Some have criticized Clark for being “too precious,” but they can’t be more wrong. Not only is Annie Clark fully aware of her position of power in the public spotlight, she’s aware of herself as heir to pop demi-gods Madonna, Bowie and the like.

Her precision and her heavy conceit, perhaps what others have mistaken as preciousness, is wholly intentional, and “MASSEDUCTION” is as all the rest of her masterful albums: written from her throne of power and intellectuality.

In the same manner as Alex Cameron who plays the Vegas adonis on stage, St. Vincent takes tropes of femininity on and off like costume jewelry. Equal parts actress and musician, Annie Clark has been turning St. Vincent on and off since she entered stage right.

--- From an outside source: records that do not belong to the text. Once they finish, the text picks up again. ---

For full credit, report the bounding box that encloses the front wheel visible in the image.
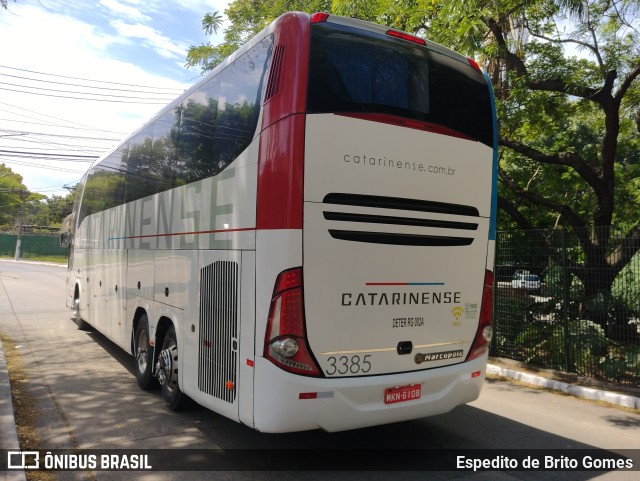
[157,325,189,410]
[73,292,88,330]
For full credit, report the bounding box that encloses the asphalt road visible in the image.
[1,260,639,480]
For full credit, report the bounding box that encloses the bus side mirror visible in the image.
[60,232,71,248]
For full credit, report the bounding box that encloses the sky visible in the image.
[0,0,229,198]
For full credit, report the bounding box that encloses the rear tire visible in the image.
[158,325,189,410]
[134,314,157,390]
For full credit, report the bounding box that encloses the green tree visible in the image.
[433,1,640,327]
[186,1,331,71]
[31,193,75,227]
[0,163,27,230]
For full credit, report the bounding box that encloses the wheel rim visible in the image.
[136,329,149,374]
[157,342,178,390]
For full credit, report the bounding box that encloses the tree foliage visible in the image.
[186,1,331,72]
[0,163,73,231]
[0,163,26,229]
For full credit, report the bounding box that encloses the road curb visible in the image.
[0,338,27,481]
[487,363,640,409]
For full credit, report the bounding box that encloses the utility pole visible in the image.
[14,189,27,261]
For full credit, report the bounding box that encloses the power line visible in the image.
[0,79,176,101]
[0,101,128,135]
[2,142,107,154]
[0,117,110,131]
[0,128,120,142]
[6,138,110,155]
[0,72,184,96]
[0,158,88,173]
[0,149,98,160]
[3,131,114,153]
[0,85,173,104]
[0,64,186,92]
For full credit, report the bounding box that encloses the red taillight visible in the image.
[386,29,426,46]
[311,12,330,23]
[467,57,482,73]
[466,270,494,362]
[264,268,322,376]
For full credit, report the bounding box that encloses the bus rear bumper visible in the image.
[252,355,487,433]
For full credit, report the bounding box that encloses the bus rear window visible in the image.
[307,23,493,147]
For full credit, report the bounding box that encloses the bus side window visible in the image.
[178,76,221,183]
[82,146,126,218]
[124,125,174,202]
[213,37,271,172]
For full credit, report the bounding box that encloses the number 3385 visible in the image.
[325,355,372,375]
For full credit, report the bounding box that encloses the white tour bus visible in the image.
[62,12,498,433]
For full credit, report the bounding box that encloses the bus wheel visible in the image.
[156,325,188,410]
[134,314,157,390]
[73,291,87,330]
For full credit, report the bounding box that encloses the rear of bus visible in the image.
[254,13,496,432]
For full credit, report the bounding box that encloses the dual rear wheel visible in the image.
[134,315,188,410]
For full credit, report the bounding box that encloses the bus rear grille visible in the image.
[323,193,479,217]
[323,193,479,246]
[198,261,238,403]
[328,230,473,246]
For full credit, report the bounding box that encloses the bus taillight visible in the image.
[466,270,494,361]
[311,12,330,23]
[467,57,482,72]
[264,268,322,376]
[385,29,426,46]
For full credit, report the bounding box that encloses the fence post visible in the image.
[561,228,571,372]
[491,233,498,354]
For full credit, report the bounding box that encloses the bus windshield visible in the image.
[307,22,493,147]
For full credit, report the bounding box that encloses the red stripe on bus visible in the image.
[122,227,256,240]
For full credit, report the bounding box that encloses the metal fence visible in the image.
[492,228,640,388]
[0,233,67,260]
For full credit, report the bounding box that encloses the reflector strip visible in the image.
[299,391,334,399]
[472,371,482,378]
[366,282,445,286]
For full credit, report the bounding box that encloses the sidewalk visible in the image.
[486,359,640,409]
[0,338,26,481]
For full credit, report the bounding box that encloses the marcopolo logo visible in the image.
[414,350,464,364]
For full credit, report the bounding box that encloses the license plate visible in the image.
[384,384,421,404]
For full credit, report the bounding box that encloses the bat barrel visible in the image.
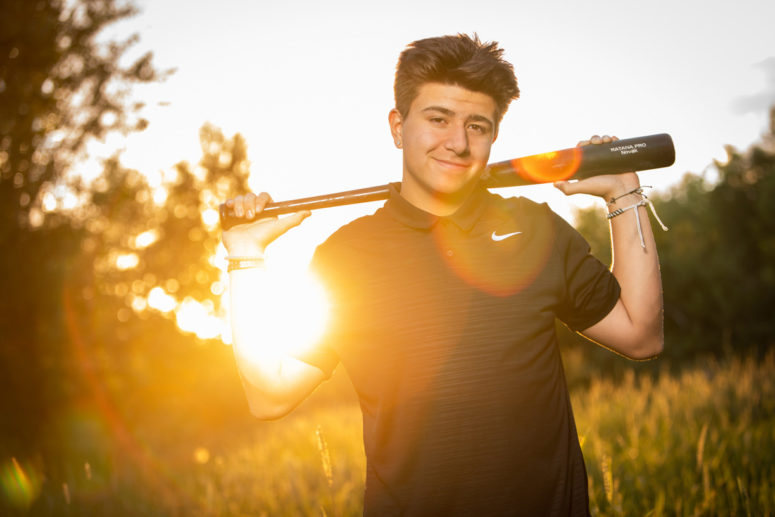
[219,133,675,230]
[483,133,675,186]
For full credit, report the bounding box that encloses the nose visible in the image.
[444,123,469,155]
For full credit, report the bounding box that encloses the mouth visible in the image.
[432,157,471,171]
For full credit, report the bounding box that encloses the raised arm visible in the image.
[554,135,664,360]
[223,193,326,419]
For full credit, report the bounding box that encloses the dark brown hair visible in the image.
[394,33,519,125]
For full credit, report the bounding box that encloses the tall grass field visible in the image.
[3,352,773,515]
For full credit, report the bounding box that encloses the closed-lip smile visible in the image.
[433,157,469,169]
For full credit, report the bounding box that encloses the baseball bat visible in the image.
[220,133,675,230]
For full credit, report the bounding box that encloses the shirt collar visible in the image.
[384,182,489,231]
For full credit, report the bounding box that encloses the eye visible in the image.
[429,117,447,125]
[467,123,489,134]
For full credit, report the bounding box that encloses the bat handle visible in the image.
[219,184,393,230]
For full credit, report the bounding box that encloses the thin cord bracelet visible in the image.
[607,186,651,206]
[606,188,669,249]
[607,201,649,248]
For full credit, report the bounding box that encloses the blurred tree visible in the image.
[659,108,775,356]
[66,123,252,392]
[37,125,254,513]
[570,108,775,368]
[0,0,165,457]
[0,0,167,228]
[16,123,253,511]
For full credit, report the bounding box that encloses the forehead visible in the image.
[410,82,497,122]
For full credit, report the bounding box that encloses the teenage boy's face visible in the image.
[389,82,498,209]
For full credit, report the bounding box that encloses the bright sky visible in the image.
[99,0,775,265]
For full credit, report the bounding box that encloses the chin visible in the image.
[430,177,478,198]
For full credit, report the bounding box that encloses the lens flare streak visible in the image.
[511,146,583,184]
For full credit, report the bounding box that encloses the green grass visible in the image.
[4,352,774,515]
[575,352,775,516]
[185,352,774,516]
[186,406,366,516]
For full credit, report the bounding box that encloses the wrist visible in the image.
[224,244,265,259]
[603,184,669,249]
[605,173,642,207]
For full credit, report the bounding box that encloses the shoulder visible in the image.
[486,191,563,227]
[311,207,392,269]
[494,192,543,210]
[319,207,390,249]
[486,191,584,250]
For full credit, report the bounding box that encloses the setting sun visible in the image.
[227,261,331,365]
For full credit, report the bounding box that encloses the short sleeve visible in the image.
[553,213,620,331]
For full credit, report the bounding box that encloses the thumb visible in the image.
[553,180,580,196]
[265,210,311,241]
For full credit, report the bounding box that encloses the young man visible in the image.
[223,34,663,516]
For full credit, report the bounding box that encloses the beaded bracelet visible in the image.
[226,256,265,272]
[607,200,648,219]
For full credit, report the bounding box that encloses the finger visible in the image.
[577,139,590,147]
[243,193,257,218]
[590,135,602,145]
[255,192,273,215]
[601,135,613,143]
[233,195,246,217]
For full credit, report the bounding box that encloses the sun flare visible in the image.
[228,262,331,366]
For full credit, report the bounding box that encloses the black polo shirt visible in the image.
[299,183,619,516]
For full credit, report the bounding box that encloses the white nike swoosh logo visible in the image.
[491,231,522,241]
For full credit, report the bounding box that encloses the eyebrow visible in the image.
[421,106,494,129]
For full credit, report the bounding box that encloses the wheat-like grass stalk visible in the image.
[316,425,333,488]
[601,453,613,504]
[696,422,708,470]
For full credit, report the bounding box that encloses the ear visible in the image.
[388,108,403,148]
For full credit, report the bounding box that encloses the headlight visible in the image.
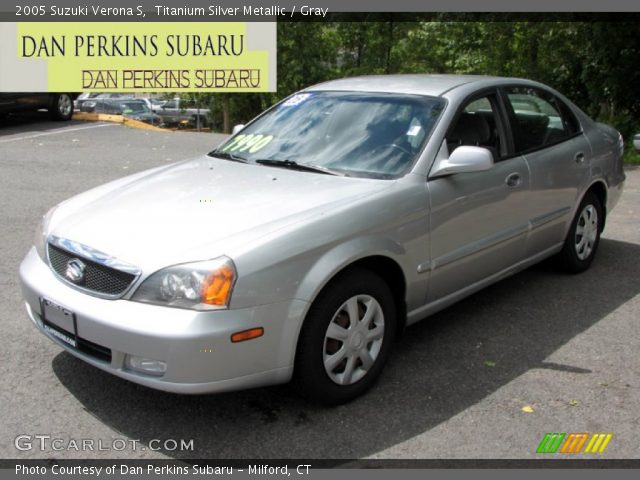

St. Vincent is a persona, a theatrical representation of the modern woman bent on self destruction, the sugar and the false glamour that surrounds her local environment.

In “Sugarboy,” she describes herself as “a casualty hanging from the balcony.” “MASSEDUCTION” is a highball mixed with equal parts desire and moral degradation, but it’s not inauthentic. It’s coming from a place of honesty and self awareness living in Clark and in West Hollywood, and it’s totally addictive. 

Compared to Lana Del Rey, an artist who tries to express the same ethical deprivation of LA, laced with a familiar catharsis and apathetic outlook, Del Rey just doesn’t stand up with the raw genius of Clark. Clark’s vaudeville pout, her electric self-satisfaction, the tenacity she pulls out of her fretboard and pedal work, her occasional playing of a twelve-string and operating a line of pedals, it doesn’t compare. Clark is both poet and musician, and MASSEDUCTION is pure literature.